Ms Davies and Mr Vanderstock are being represented by Equity Generation Lawyers, a firm making a name for itself by suing big business and Australian governments over climate change issues.
The firm successfully represented a group of teenagers in May, resulting in a court ruling the government has a legal duty not to cause harm for young people when approving coal mining projects.
‘Rushed tax cash grab’
Equity Generation associate Jack McLean, who will argue the latest EV case, said the legal and political arguments for Victoria’s tax were flawed.
“The Andrews government is imposing a rushed tax cash grab on EVs that will see Australia and Victoria left behind,” Mr McLean told TND.

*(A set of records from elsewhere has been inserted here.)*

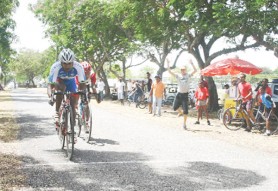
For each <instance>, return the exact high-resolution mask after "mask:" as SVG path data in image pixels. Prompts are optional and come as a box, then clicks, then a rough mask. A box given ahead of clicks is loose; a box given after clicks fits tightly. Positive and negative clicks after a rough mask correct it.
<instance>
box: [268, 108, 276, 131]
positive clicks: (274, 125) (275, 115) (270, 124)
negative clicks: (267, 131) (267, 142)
mask: <svg viewBox="0 0 278 191" xmlns="http://www.w3.org/2000/svg"><path fill="white" fill-rule="evenodd" d="M269 127H270V131H271V134H277V133H278V117H277V116H276V115H275V114H274V113H273V112H271V114H270V116H269Z"/></svg>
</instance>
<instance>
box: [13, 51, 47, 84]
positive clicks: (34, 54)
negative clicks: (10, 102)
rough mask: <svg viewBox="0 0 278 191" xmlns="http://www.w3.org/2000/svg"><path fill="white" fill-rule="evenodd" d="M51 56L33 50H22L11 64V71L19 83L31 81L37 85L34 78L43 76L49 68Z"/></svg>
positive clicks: (16, 79)
mask: <svg viewBox="0 0 278 191" xmlns="http://www.w3.org/2000/svg"><path fill="white" fill-rule="evenodd" d="M48 59H49V56H45V55H44V54H42V53H39V52H34V51H33V50H21V51H20V52H19V53H18V54H17V56H16V58H15V59H14V60H13V62H11V63H10V64H9V68H10V71H11V72H12V73H13V75H14V76H16V80H17V81H18V82H24V81H29V82H32V84H33V86H34V85H35V82H34V78H35V77H38V76H41V77H42V74H43V72H44V71H45V70H46V68H47V66H48V65H47V64H46V63H47V62H48Z"/></svg>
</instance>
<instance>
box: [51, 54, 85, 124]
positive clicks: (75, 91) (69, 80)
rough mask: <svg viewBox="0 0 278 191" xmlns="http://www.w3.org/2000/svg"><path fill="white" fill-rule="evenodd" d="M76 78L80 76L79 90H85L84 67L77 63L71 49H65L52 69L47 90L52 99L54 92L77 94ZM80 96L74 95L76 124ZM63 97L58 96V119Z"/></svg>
mask: <svg viewBox="0 0 278 191" xmlns="http://www.w3.org/2000/svg"><path fill="white" fill-rule="evenodd" d="M76 76H78V81H79V90H84V89H85V87H86V86H85V79H86V77H85V72H84V69H83V67H82V65H81V64H80V63H79V62H77V61H75V55H74V53H73V51H71V50H70V49H63V50H62V51H61V52H60V54H59V57H58V61H56V62H55V63H54V64H53V65H52V66H51V69H50V74H49V85H48V89H47V93H48V96H49V97H50V96H51V94H52V93H53V91H54V90H59V91H62V92H64V91H70V92H73V93H74V92H77V89H78V88H77V85H76V78H75V77H76ZM78 98H79V96H78V95H74V94H73V95H72V99H71V106H72V108H73V119H74V122H75V116H76V110H75V108H77V104H78ZM62 99H63V96H62V95H57V96H56V116H55V117H56V119H57V118H58V111H59V108H60V105H61V102H62Z"/></svg>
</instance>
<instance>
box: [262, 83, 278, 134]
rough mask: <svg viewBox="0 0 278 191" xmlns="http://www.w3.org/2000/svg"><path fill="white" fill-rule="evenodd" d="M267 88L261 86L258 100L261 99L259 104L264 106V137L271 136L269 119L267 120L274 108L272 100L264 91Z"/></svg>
mask: <svg viewBox="0 0 278 191" xmlns="http://www.w3.org/2000/svg"><path fill="white" fill-rule="evenodd" d="M267 87H268V86H265V85H263V86H262V87H261V88H260V91H259V92H260V93H259V95H260V99H261V102H262V105H264V114H265V118H266V120H265V128H266V132H265V134H264V135H266V136H269V135H270V134H271V132H270V126H269V125H270V124H269V123H270V119H269V116H270V114H271V112H273V108H275V107H276V105H275V103H274V101H273V100H272V98H271V95H270V94H268V93H266V89H267Z"/></svg>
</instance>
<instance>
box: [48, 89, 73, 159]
mask: <svg viewBox="0 0 278 191" xmlns="http://www.w3.org/2000/svg"><path fill="white" fill-rule="evenodd" d="M72 94H75V93H72V92H69V91H67V92H54V93H53V94H52V96H51V101H53V100H54V95H62V96H63V99H62V102H61V106H60V108H59V112H58V121H57V122H55V126H56V130H57V134H58V137H59V140H60V143H61V148H62V149H64V147H65V146H66V154H67V157H68V159H69V160H72V157H73V151H74V144H75V143H76V139H75V135H74V121H73V119H74V118H73V111H72V107H71V105H70V100H71V95H72Z"/></svg>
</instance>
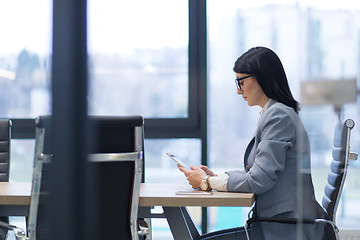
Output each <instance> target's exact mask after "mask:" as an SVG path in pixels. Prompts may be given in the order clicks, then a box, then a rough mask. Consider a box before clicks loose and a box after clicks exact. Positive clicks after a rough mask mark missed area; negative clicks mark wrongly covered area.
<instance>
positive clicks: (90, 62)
mask: <svg viewBox="0 0 360 240" xmlns="http://www.w3.org/2000/svg"><path fill="white" fill-rule="evenodd" d="M187 7H188V4H187V1H180V0H177V1H166V0H155V1H147V0H140V1H118V0H105V1H104V0H101V1H100V0H90V1H88V9H89V13H88V34H89V35H88V36H89V37H88V49H89V58H90V59H89V70H90V83H89V85H90V86H89V88H90V89H89V105H90V106H89V107H90V110H89V111H90V113H92V114H100V115H109V114H111V115H127V114H140V115H142V116H144V117H147V118H148V117H153V118H170V117H187V116H188V91H189V90H188V9H187ZM149 9H151V11H149Z"/></svg>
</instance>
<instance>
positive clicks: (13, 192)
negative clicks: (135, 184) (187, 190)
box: [0, 182, 255, 240]
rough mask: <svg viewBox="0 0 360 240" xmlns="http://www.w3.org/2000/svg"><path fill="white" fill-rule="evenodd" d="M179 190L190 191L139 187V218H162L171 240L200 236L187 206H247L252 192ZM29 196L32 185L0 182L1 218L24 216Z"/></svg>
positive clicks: (152, 186)
mask: <svg viewBox="0 0 360 240" xmlns="http://www.w3.org/2000/svg"><path fill="white" fill-rule="evenodd" d="M178 190H191V187H190V186H189V185H187V184H170V183H169V184H163V183H142V184H141V187H140V199H139V214H138V215H139V217H142V218H149V217H150V218H163V217H165V218H166V219H167V221H168V223H169V227H170V230H171V232H172V234H173V236H174V239H175V240H177V239H195V238H197V237H198V236H199V235H200V234H199V232H198V230H197V228H196V226H195V224H194V222H193V221H192V219H191V216H190V214H189V213H188V211H187V209H186V206H199V207H210V206H212V207H214V206H239V207H250V206H252V204H253V203H254V200H255V196H254V194H252V193H229V192H214V193H213V194H211V195H177V194H176V192H177V191H178ZM30 196H31V183H30V182H29V183H21V182H0V215H1V216H27V215H28V212H29V205H30ZM153 206H161V207H162V208H163V210H164V213H163V214H152V213H151V211H150V207H153Z"/></svg>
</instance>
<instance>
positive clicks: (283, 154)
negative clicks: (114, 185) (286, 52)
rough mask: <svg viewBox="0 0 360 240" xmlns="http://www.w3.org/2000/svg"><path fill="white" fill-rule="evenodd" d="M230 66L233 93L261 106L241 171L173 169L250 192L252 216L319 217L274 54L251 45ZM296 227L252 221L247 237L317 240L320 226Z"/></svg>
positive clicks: (221, 186)
mask: <svg viewBox="0 0 360 240" xmlns="http://www.w3.org/2000/svg"><path fill="white" fill-rule="evenodd" d="M233 70H234V72H235V73H236V80H235V82H236V86H237V94H239V95H241V96H242V97H243V98H244V100H245V101H246V102H247V104H248V105H249V106H260V107H261V108H262V110H261V112H260V118H259V121H258V124H257V129H256V131H255V136H254V138H253V139H252V140H251V141H250V143H249V145H248V147H247V149H246V151H245V155H244V168H245V169H244V171H240V170H233V171H228V172H226V173H223V174H219V175H217V174H215V173H213V172H212V171H211V170H210V169H209V168H208V167H206V166H202V165H201V166H199V167H194V166H191V170H187V169H184V168H182V167H181V166H179V165H178V167H179V169H180V170H181V171H182V172H183V173H184V174H185V176H186V178H187V180H188V181H189V184H190V185H192V187H193V188H201V189H202V190H208V189H214V190H218V191H229V192H251V193H255V196H256V201H255V206H254V208H253V215H255V216H259V217H279V218H280V217H281V218H286V217H291V218H295V217H296V218H299V217H304V218H319V217H324V216H325V212H324V210H323V209H322V207H321V206H320V205H319V204H318V203H317V202H316V200H315V197H314V187H313V184H312V180H311V175H310V146H309V139H308V136H307V133H306V130H305V128H304V126H303V124H302V122H301V120H300V118H299V116H298V111H299V103H298V102H297V101H296V100H295V99H294V98H293V96H292V94H291V91H290V88H289V84H288V81H287V78H286V75H285V71H284V68H283V66H282V63H281V61H280V59H279V58H278V56H277V55H276V54H275V53H274V52H273V51H272V50H270V49H268V48H265V47H255V48H252V49H250V50H248V51H247V52H246V53H244V54H243V55H242V56H240V57H239V58H238V59H237V61H236V62H235V66H234V69H233ZM296 229H297V226H296V225H295V224H294V225H290V224H279V223H254V224H253V225H252V226H251V238H252V239H276V240H279V239H319V235H318V234H321V229H320V230H319V229H317V230H319V231H320V232H317V230H315V229H311V230H310V229H309V226H304V230H303V231H298V232H297V231H296ZM242 230H243V228H236V229H235V230H234V229H233V231H231V230H229V231H227V233H226V234H224V233H223V234H216V233H215V234H214V233H213V234H209V235H205V236H207V237H209V239H212V237H214V236H216V239H232V238H231V237H235V236H236V237H237V238H236V239H245V234H244V232H243V231H242ZM299 232H300V233H299ZM296 234H301V235H296ZM221 236H222V237H221ZM296 236H301V238H296ZM320 239H321V237H320Z"/></svg>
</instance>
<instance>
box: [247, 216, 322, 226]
mask: <svg viewBox="0 0 360 240" xmlns="http://www.w3.org/2000/svg"><path fill="white" fill-rule="evenodd" d="M253 222H274V223H286V224H297V223H302V224H315V222H316V220H315V219H306V218H304V219H300V218H299V219H298V218H271V217H253V218H250V219H248V220H247V221H246V223H247V225H248V226H250V224H251V223H253Z"/></svg>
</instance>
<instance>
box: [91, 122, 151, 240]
mask: <svg viewBox="0 0 360 240" xmlns="http://www.w3.org/2000/svg"><path fill="white" fill-rule="evenodd" d="M90 125H91V127H92V128H93V129H94V139H96V140H97V141H95V142H94V145H93V146H92V147H91V154H90V163H91V170H90V171H91V172H93V173H94V174H95V179H97V183H95V184H94V188H93V191H94V192H96V193H97V194H96V196H97V199H96V200H97V203H96V204H95V205H96V206H98V208H97V209H96V210H95V212H94V216H95V219H96V220H97V223H95V226H98V227H96V228H94V234H93V235H92V236H94V239H146V238H150V236H151V234H150V227H149V225H150V221H149V220H148V219H138V217H137V215H138V203H139V193H140V183H141V181H142V180H143V176H144V174H143V173H144V172H143V164H144V162H143V159H144V134H143V132H144V129H143V118H142V117H141V116H132V117H92V118H91V121H90ZM114 190H115V191H114ZM129 206H130V209H129ZM129 222H130V224H131V225H129ZM140 222H141V224H140Z"/></svg>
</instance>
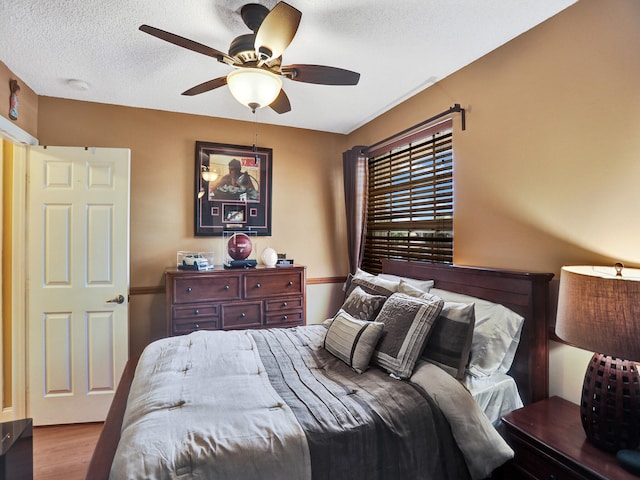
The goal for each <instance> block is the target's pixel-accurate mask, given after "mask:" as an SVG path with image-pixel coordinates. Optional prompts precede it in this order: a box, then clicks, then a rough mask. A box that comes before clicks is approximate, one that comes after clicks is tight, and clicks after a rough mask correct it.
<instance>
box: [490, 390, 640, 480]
mask: <svg viewBox="0 0 640 480" xmlns="http://www.w3.org/2000/svg"><path fill="white" fill-rule="evenodd" d="M502 421H503V423H504V426H505V428H506V432H507V440H508V442H509V443H510V444H511V447H512V448H513V449H514V451H515V458H514V459H513V461H511V462H509V463H508V464H507V465H506V466H505V469H506V471H507V474H506V475H505V477H504V478H510V479H511V478H514V479H517V478H524V479H540V480H564V479H568V480H573V479H598V480H603V479H610V480H638V479H640V477H637V476H635V475H632V474H631V473H629V472H627V471H626V470H624V469H622V467H620V466H619V465H618V464H617V462H616V458H615V455H613V454H610V453H607V452H604V451H602V450H600V449H599V448H597V447H596V446H595V445H592V444H591V443H590V442H588V441H587V439H586V437H585V434H584V430H583V428H582V423H581V421H580V409H579V407H578V406H577V405H575V404H573V403H571V402H568V401H567V400H564V399H562V398H560V397H551V398H548V399H546V400H541V401H539V402H536V403H533V404H531V405H527V406H526V407H524V408H521V409H519V410H516V411H514V412H511V413H510V414H508V415H506V416H505V417H503V419H502Z"/></svg>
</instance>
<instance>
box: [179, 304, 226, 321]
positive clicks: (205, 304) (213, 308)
mask: <svg viewBox="0 0 640 480" xmlns="http://www.w3.org/2000/svg"><path fill="white" fill-rule="evenodd" d="M217 316H218V305H217V304H210V303H203V304H196V305H189V306H180V307H173V318H174V319H176V320H178V319H181V318H197V317H217Z"/></svg>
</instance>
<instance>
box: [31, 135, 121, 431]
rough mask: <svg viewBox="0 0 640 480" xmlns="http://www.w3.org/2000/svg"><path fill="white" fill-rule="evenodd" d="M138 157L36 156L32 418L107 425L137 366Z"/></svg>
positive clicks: (31, 225)
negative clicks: (136, 344) (128, 331)
mask: <svg viewBox="0 0 640 480" xmlns="http://www.w3.org/2000/svg"><path fill="white" fill-rule="evenodd" d="M129 155H130V153H129V150H126V149H103V148H93V149H84V148H71V147H48V148H40V147H34V148H31V149H30V152H29V196H28V198H29V206H28V211H29V218H30V221H29V240H28V243H29V258H28V264H29V266H28V269H29V301H28V304H29V352H30V353H29V411H30V416H32V417H33V419H34V424H36V425H47V424H61V423H78V422H94V421H102V420H104V418H105V417H106V413H107V411H108V408H109V405H110V404H111V399H112V398H113V394H114V392H115V388H116V385H117V382H118V379H119V376H120V374H121V373H122V370H123V368H124V365H125V363H126V361H127V358H128V351H129V340H128V302H124V303H122V304H120V303H117V302H111V301H110V300H111V299H113V298H114V297H117V296H118V295H122V296H123V298H125V299H126V298H128V293H129V169H130V166H129V163H130V158H129Z"/></svg>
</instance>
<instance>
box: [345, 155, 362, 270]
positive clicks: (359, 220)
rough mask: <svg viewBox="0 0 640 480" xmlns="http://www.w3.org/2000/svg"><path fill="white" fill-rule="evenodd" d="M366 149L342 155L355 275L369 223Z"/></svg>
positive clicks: (351, 250)
mask: <svg viewBox="0 0 640 480" xmlns="http://www.w3.org/2000/svg"><path fill="white" fill-rule="evenodd" d="M366 148H367V147H363V146H357V147H353V148H352V149H351V150H347V151H346V152H343V153H342V166H343V172H344V201H345V206H346V210H347V212H346V213H347V247H348V249H349V271H350V272H351V273H352V274H354V273H356V269H357V268H358V267H359V266H360V263H361V261H362V255H363V252H364V243H365V235H366V221H367V197H368V190H369V185H368V184H369V170H368V165H367V160H368V159H367V156H366V153H365V152H366Z"/></svg>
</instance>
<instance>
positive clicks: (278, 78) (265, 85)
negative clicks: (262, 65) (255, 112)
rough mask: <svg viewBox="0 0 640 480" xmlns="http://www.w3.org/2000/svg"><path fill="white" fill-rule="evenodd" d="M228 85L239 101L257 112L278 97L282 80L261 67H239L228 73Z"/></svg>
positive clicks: (237, 99) (249, 107)
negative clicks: (255, 67)
mask: <svg viewBox="0 0 640 480" xmlns="http://www.w3.org/2000/svg"><path fill="white" fill-rule="evenodd" d="M227 85H229V89H230V90H231V94H232V95H233V97H234V98H235V99H236V100H237V101H238V102H240V103H242V104H243V105H246V106H247V107H249V108H250V109H251V110H252V111H254V112H255V110H256V109H257V108H262V107H266V106H267V105H269V104H271V103H272V102H273V101H274V100H275V99H276V97H277V96H278V94H279V93H280V89H281V88H282V80H281V79H280V77H278V76H277V75H275V74H273V73H271V72H269V71H267V70H263V69H261V68H238V69H237V70H234V71H233V72H231V73H230V74H229V75H227Z"/></svg>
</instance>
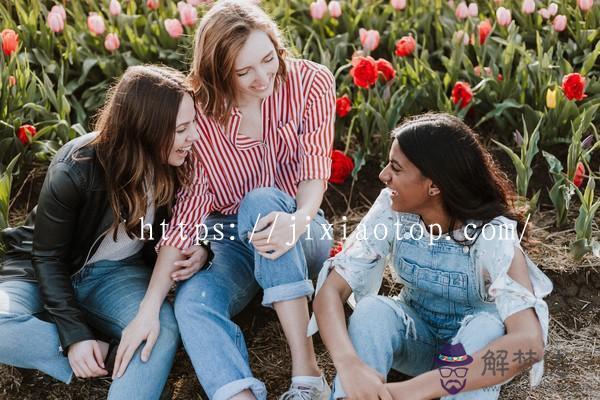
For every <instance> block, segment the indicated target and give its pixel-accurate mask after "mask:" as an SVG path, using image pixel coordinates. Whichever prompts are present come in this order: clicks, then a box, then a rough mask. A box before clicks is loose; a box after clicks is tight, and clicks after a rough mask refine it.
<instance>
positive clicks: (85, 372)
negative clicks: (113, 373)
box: [68, 340, 108, 378]
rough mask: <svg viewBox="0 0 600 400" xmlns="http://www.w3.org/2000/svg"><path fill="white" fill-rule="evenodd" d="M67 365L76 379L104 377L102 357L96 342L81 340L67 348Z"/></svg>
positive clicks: (103, 357) (101, 354)
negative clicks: (69, 368)
mask: <svg viewBox="0 0 600 400" xmlns="http://www.w3.org/2000/svg"><path fill="white" fill-rule="evenodd" d="M68 357H69V365H71V369H72V370H73V373H74V374H75V376H76V377H78V378H94V377H97V376H104V375H107V374H108V371H106V369H105V368H104V356H103V355H102V350H101V349H100V344H99V343H98V341H96V340H83V341H81V342H77V343H74V344H72V345H71V346H69V353H68Z"/></svg>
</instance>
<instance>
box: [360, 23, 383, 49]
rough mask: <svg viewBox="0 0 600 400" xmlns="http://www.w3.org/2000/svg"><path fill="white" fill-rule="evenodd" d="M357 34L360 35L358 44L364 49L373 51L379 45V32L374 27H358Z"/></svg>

“It makes EVs less affordable. It ends up being about a $5000 tax over the life of a car … I’d be adding that to the sticker price.”
Section 90 of the Constitution stops state governments from imposing any tax that can be considered a custom or excise.
Lawyers will argue the electric vehicle tax falls into this category, but the argument is untested.
“We’ll be arguing the state of Victoria doesn’t have the power needed to implement this tax,” Mr McLean said.
“The court hasn’t had a chance to consider this specific legal question in a number of decades.”
Challenge ‘unlikely to succeed’
But according to Anne Twomey, a professor of constitutional law at the University of Sydney, the bid is “unlikely to succeed” unless the plaintiffs can convince the court to overrule previous authorities.
Professor Twomey said Section 90 prevents states from imposing excise taxes, but not consumption taxes.
“The Victorian electric vehicle charge appears to be a classic consumption tax, because it is taxing the use of vehicles (i.e. their consumption),” Professor Twomey told The New Daily.
“The High Court, in a case called Dickenson’s Arcade Pty Ltd v Tasmania in 1974 held that such a consumption tax is not an excise.”
Professor Twomey added that the High Court also more recently refused a request to appeal a case from the Federal Court in 2000 over a ruling that a consumption tax was not an excise.
Victoria claims tax is fair
The Victorian government has sought to defend the tax by comparing the cost for EV owners to the cost of fuel excise tax for internal combustion engine motorists.
The Commonwealth government is responsible for collecting fuel excise.
The state government has argued drivers of petrol cars pay $600 a year on average while the EV tax will charge the average motorist just $300 per year.
But Mr McLean said this comparison is misleading, as the federal government levies fuel excise on petrol cars, not state governments.
“It’s quite clear the federal government has the constitutional authority to levy that tax,” he said.
“What’s not clear is whether Victoria has the constitutional authority to implement the tax on the consumption of electric vehicles.”
Mr Pallas has argued the money raised from the tax will fund roads and EV charging infrastructure projects carried out by the state government.
“These reforms ensure all motorists pay their fair share to use our roads while we continue to incentivise [EVs],” Mr Pallas said in March.
But Mr McLean said petrol car users do not pay taxes to directly fund state government road projects.
“Fuel excise revenue goes into a consolidated revenue fund, then it gets carved up and money gets granted back to the states,” he said.
“It’s no more true to say that fuel excise pays for road infrastructure than it is to say GST pays for road infrastructure.”
The New Daily has sought comment from the Victorian government.